"In difesa delle cause perse" è l’ultima e complessa opera del discusso filosofo sloveno Slavoj Zizek (Ponte alle Grazie, 2009; nel 2007 Zizek ha scritto il limpido saggio “La violenza invisibile”).
In questo libro il libero pensiero è davvero libero di esercitarsi e la trattazione della letteratura e della cinematografia popolare contemporanea risulta indubbiamente molto originale. L’opera è composta da più di cinquecento pagine di esercizi intellettuali funambolici, perciò è decisamente difficile da sintetizzare, per cui mi limiterò a riportare alcune delle sue parti più significative.
Non posso quindi tralasciare questo divertente e illuminante punto di vista sulla psicoanalisi: “Lo psicoanalista non è una figura-maestro, ma una specie di “prostituta della mente”, che fa ricorso al denaro per la stessa ragione per cui alcune prostitute vogliono essere pagate in modo da poter fare sesso senza avere un coinvolgimento personale, mantenendo la loro distanza: qui noi incontriamo la funzione del denaro nella sua forma più pura” (p. 37).

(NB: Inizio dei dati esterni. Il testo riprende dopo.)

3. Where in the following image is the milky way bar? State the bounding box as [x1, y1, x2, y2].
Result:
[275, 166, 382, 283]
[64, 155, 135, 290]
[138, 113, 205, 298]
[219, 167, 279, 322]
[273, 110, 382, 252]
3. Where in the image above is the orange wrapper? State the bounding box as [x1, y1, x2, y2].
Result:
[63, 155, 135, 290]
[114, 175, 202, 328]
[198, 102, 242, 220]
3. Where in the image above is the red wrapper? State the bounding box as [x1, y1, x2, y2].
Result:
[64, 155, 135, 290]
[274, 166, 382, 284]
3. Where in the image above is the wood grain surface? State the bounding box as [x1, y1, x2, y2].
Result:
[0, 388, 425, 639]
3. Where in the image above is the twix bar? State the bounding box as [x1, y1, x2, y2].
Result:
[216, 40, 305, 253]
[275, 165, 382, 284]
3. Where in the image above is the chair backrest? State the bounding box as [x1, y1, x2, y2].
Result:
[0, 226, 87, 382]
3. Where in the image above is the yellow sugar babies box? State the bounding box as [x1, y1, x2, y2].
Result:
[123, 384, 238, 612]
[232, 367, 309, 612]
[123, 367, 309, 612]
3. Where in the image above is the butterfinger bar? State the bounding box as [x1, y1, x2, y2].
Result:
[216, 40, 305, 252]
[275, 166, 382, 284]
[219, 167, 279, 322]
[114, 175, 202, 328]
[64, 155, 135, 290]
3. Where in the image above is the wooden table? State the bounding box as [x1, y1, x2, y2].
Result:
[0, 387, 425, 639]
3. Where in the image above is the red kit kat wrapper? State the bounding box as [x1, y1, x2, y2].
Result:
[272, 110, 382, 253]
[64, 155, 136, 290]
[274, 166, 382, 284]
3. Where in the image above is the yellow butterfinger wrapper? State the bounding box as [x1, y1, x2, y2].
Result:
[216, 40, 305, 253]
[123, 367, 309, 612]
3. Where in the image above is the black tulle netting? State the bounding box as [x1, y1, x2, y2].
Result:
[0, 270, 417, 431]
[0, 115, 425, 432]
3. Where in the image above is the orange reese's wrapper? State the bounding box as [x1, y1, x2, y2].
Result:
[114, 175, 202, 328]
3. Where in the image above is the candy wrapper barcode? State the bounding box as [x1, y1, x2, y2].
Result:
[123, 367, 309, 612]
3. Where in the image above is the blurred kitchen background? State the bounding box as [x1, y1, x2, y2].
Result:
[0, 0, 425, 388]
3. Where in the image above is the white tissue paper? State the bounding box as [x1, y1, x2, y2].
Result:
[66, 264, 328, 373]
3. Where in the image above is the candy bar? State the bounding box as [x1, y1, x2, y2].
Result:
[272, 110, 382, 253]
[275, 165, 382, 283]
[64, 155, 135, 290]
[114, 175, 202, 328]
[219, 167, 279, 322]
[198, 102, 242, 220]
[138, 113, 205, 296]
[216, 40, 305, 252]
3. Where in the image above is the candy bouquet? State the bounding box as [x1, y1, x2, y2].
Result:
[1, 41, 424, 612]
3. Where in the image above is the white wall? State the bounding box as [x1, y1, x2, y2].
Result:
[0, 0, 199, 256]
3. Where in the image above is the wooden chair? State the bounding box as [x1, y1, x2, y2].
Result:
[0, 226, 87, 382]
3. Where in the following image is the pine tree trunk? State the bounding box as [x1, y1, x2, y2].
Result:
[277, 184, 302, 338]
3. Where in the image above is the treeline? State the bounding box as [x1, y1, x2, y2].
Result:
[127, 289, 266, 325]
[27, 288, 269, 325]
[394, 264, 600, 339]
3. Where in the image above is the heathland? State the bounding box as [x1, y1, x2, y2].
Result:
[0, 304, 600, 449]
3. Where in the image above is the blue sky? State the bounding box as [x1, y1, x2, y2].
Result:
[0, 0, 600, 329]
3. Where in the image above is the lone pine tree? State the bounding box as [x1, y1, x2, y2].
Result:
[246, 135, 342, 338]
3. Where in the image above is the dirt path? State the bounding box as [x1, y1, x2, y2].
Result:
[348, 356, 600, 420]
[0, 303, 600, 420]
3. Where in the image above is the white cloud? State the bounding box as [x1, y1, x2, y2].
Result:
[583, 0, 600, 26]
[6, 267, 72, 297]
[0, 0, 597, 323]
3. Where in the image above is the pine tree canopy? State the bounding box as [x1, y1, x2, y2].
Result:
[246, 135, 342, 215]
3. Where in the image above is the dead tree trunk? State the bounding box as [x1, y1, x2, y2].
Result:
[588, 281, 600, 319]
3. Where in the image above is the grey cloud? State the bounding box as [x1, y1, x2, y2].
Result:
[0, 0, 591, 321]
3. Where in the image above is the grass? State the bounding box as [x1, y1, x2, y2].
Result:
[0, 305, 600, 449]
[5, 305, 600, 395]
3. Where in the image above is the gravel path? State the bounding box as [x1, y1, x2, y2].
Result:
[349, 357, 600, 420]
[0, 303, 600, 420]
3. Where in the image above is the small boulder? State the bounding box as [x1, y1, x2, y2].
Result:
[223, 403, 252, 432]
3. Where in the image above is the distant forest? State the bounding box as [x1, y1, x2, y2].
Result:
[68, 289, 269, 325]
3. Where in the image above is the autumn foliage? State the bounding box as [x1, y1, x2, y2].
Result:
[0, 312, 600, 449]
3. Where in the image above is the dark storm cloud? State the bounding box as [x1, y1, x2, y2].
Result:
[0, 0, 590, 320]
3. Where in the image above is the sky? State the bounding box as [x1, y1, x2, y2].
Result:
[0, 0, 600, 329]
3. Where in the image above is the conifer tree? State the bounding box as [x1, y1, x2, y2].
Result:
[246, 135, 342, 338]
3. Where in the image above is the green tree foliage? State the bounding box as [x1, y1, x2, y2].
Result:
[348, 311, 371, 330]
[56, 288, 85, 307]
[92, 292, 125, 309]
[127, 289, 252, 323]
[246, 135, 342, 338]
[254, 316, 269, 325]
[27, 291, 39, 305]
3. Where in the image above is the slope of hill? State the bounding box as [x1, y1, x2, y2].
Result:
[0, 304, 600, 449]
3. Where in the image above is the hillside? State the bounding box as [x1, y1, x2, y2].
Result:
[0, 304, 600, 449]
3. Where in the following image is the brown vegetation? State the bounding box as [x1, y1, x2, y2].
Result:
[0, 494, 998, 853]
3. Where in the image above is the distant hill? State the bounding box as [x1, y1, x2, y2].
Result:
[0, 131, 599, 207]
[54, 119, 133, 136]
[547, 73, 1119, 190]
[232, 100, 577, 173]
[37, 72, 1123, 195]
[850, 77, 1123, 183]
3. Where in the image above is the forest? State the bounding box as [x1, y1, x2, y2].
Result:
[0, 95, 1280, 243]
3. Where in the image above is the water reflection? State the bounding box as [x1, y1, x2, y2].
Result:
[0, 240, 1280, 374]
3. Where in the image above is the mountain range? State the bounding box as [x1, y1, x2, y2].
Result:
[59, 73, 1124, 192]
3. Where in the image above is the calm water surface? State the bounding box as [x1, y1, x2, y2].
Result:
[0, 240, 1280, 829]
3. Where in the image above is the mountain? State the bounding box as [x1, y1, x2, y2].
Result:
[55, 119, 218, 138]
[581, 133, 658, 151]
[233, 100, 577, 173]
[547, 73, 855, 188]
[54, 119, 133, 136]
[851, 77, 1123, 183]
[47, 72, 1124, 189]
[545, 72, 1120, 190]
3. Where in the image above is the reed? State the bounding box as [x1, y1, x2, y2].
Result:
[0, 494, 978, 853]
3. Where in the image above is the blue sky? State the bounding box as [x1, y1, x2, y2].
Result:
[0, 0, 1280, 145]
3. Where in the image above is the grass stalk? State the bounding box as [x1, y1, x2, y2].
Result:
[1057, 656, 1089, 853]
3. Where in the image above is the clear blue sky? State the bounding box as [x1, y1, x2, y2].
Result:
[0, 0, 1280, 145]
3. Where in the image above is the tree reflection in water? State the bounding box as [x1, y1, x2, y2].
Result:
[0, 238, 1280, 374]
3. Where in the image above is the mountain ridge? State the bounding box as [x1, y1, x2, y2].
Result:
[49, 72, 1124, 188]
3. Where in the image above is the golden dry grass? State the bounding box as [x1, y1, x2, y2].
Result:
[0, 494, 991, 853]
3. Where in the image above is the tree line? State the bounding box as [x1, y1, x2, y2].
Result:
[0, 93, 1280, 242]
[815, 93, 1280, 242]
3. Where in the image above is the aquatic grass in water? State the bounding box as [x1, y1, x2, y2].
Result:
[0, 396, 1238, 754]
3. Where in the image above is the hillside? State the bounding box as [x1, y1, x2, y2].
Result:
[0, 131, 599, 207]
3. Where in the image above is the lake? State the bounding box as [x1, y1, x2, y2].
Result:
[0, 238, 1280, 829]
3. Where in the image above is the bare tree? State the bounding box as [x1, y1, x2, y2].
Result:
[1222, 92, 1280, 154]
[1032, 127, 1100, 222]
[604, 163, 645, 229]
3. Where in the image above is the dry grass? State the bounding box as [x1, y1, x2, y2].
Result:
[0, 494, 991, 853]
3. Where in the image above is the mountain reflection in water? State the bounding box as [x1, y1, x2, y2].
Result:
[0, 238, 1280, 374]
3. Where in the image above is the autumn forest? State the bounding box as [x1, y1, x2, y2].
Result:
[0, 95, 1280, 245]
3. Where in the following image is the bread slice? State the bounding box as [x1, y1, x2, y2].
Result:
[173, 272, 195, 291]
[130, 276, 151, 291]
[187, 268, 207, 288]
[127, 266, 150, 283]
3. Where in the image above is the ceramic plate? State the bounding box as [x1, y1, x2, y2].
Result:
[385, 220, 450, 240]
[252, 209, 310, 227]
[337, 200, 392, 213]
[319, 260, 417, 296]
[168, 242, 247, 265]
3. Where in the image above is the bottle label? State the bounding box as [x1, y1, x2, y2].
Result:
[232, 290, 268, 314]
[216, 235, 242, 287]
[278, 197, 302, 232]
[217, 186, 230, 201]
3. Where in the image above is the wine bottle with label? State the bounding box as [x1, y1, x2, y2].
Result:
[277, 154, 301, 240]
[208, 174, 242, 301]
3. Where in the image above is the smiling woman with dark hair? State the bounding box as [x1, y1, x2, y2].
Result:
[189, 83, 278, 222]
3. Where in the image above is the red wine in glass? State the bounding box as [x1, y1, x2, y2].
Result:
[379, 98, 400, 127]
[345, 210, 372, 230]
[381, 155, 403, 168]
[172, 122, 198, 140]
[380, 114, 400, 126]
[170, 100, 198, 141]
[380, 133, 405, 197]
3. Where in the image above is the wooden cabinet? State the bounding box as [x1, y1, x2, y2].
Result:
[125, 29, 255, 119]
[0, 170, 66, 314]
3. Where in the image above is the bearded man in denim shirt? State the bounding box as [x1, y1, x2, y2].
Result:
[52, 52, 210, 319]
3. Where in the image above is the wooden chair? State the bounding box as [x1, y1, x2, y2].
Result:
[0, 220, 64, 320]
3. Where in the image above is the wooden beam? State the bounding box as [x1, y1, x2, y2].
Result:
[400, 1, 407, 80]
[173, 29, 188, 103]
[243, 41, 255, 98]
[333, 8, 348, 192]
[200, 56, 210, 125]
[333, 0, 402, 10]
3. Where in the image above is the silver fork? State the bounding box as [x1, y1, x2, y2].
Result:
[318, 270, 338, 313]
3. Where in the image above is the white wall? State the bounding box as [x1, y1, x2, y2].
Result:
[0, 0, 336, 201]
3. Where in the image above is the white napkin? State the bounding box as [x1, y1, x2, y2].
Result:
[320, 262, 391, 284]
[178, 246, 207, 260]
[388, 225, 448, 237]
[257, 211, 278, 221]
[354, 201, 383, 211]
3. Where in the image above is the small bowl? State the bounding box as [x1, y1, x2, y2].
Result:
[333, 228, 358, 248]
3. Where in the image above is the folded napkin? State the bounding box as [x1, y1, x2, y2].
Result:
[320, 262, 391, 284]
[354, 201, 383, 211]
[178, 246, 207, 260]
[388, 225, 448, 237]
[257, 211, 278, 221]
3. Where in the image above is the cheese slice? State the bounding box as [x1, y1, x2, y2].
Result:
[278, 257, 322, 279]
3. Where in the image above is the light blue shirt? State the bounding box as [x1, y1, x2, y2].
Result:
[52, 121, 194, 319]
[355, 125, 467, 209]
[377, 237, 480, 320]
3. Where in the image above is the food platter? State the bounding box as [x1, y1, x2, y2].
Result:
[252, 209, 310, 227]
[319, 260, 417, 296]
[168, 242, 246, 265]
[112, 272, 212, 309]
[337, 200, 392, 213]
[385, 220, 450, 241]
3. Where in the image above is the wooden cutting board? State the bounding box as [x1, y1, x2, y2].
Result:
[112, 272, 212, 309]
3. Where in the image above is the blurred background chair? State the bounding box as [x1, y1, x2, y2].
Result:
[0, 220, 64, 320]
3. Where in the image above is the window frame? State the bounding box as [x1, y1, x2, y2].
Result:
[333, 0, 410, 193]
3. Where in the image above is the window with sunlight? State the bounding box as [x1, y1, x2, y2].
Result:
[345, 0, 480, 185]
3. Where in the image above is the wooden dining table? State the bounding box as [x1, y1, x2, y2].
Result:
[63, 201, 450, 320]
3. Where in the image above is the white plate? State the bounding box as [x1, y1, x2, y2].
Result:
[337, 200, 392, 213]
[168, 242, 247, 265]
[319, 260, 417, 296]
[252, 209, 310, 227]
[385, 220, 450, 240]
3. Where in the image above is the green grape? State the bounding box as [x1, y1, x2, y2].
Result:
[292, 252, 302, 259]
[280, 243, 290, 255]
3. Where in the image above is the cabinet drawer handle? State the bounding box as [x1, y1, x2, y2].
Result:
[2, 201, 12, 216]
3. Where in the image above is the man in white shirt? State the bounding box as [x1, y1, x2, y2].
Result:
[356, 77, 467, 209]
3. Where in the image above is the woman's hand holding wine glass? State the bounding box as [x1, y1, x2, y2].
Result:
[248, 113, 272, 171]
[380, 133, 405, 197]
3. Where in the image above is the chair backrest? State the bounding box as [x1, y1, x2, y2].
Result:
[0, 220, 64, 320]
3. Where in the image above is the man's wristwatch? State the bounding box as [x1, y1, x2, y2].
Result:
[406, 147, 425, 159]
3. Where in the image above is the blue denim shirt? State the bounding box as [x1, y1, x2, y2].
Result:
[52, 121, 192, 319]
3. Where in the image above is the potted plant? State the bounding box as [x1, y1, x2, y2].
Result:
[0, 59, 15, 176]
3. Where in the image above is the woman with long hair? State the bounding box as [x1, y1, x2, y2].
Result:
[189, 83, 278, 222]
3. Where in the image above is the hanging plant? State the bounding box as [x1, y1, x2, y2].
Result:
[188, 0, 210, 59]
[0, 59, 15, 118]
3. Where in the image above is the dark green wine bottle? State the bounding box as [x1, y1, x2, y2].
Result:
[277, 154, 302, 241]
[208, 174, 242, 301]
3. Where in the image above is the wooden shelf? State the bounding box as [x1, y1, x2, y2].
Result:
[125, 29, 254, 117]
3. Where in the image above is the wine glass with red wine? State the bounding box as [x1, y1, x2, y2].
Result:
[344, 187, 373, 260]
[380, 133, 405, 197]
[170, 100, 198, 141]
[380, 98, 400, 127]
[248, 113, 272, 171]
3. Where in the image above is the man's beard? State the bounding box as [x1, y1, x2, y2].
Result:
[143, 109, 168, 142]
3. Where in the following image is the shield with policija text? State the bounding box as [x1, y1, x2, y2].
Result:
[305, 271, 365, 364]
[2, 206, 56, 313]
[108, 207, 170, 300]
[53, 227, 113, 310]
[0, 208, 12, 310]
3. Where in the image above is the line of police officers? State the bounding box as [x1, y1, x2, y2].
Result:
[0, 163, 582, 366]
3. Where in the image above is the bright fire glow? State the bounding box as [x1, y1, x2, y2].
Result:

Un’altra riflessione molto penetrante è questa: “E’ molto più difficile per noi torturare una sola persona che lanciare da grande distanza una bomba, che potrebbe causare la morte più terribile per migliaia di persone. Siamo così catturati in una sorta di illusione etica, parallela alle illusioni percettive. La causa fondamentale di queste illusioni è che, sebbene la nostra capacità di ragionamento astratto si sia sviluppata immensamente, le nostre risposte emozionali ed etiche rimangono condizionate da reazioni istintive vecchie di millenni di empatia rispetto alla sofferenza e al dolore direttamente esperito” (p. 65).
Per quanto riguarda il vecchio mondo comunista riporto questa divertente e lucida barzelletta polacca: “Il socialismo è la sintesi delle più grandi conquiste di tutti i precedenti modi di produzione: dalla società tribale priva di classi prende il primitivismo, dal modo asiatico di produzione prende il dispotismo, dall’antichità prende la schiavitù, dal feudalesimo prende il dominio sociale dei signori sui servi, dal capitalismo prende lo sfruttamento e dal socialismo prende il nome” (p. 397).
Comunque in quasi tutte le società umane, compresa quella capitalista, esiste la funzione di mantenere le apparenze, perciò “le relazioni di dominio funzionano attraverso la loro negazione: per essere operative, devono essere ignorate. Non solo siamo obbligati a obbedire ai nostri padroni, ma siamo anche obbligati ad agire come se fossimo liberi e uguali, come se non ci fosse dominio” (p. 253-254).
Per la nostra “élite tecnocratica liberale illuminata il populismo è costitutivamente “proto fascista”, rappresenta la rinuncia alla ragione politica, una rivolta in guisa di esplosione di cieche passioni utopistiche. La risposta più facile a questa liquidazione consisterebbe nell’affermare che il populismo è per sua natura neutro: una sorta di dispositivo politico trascendentale-formale che può incarnarsi in differenti posizioni politiche” (p. 345).